Lately I've reached a confident place that we BOTH looked forward to..... but which has wobbled our nice, secure M/s place.  For the very reasons that KnightofMists mentioned, M hasn't *forced*. He has to be sure it's not * just because* It HAS to be because I want and accept it; not in *the moment*, but as an overall concept.

The fact that he has given me scope to work out my place again, from a different platform, after such a long time of content stability, has given me a fresh perspective on him too.

SO, *force* when force is right. But only YOU can know when it is the right and best thing to do.

agirl












RaspberryLemon -> RE: The fine line between 'forced' and 'FORCED' (1/14/2012 9:20:42 PM)

quote:

ORIGINAL: KnightofMists

I thinking the forcing dynamic has its biggest distinction upon the consequence of the actions that are forced. There is a huge difference of an action where the actions forced result in devalue or is destructive to the person forced as compared to act ins that enhance or even empower the peson forced. A buzz word out there is 'intervention'. It seems clear to me that these are situations of forced actions on to a person. But the motivation and intent to the well being of the person being forced is or the benefit of the person. I don't see it a lot of different for my kids when I force them to eat a healthy supper etc etc etc. I am some what surprised there is so much contravesy with this issue. It really seems rather simple to me.

That's an interesting way to put it, and when it comes down to it, how it works for my Master and me. He is within his rights to "force" anything on me as long as it isn't destructive or damaging to me/him/us. If his intent and the outcome (and I trust he knows me well enough to know what the outcome will be) are constructive and/or beneficial to me/him/us, it's all good in the end and it only helps us grow. As I mentioned in my previous post, this is very reliant on him knowing me and my psych to the extent that he does, him knowing how to handle me, and my complete trust in him that his decisions and orders are good ones that will not damage us.
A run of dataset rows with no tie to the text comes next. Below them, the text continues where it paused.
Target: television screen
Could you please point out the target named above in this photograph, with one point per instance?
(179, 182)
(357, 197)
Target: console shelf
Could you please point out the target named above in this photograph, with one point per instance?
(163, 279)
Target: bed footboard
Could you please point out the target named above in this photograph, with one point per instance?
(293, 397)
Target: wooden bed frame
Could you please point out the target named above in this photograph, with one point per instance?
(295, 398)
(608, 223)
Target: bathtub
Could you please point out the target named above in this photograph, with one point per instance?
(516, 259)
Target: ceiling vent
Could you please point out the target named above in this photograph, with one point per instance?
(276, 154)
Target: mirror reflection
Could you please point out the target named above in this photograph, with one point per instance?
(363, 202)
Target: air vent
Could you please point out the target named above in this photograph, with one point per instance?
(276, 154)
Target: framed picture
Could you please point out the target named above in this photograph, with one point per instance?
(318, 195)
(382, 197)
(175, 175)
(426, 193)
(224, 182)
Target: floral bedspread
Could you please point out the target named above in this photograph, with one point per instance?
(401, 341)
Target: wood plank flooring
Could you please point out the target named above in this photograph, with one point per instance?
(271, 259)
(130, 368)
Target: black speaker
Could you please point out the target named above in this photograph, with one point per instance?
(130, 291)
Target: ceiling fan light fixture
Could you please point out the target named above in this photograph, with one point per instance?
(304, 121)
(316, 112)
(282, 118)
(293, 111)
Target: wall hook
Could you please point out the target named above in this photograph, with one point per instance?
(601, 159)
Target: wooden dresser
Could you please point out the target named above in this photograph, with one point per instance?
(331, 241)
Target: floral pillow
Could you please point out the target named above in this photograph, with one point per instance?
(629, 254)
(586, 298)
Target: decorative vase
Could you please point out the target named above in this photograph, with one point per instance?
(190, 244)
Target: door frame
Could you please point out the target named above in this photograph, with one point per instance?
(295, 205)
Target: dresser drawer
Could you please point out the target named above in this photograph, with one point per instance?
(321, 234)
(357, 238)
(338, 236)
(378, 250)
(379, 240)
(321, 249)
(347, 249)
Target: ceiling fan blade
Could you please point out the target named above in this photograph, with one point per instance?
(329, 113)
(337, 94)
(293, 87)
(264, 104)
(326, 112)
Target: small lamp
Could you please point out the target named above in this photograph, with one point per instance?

LaTigresse -> RE: The fine line between 'forced' and 'FORCED' (1/15/2012 5:59:26 AM)

Thank you to all for contributing. I knew there was a useful nugget in the initial posts I copied and pasted, that sparked an interest in creating a thread.

I also think there were and are, two different aspects which have been discussed perfectly. BDSM/kink/forcing just for fun and relationship/life stuff. Each with their own land mines and rewards.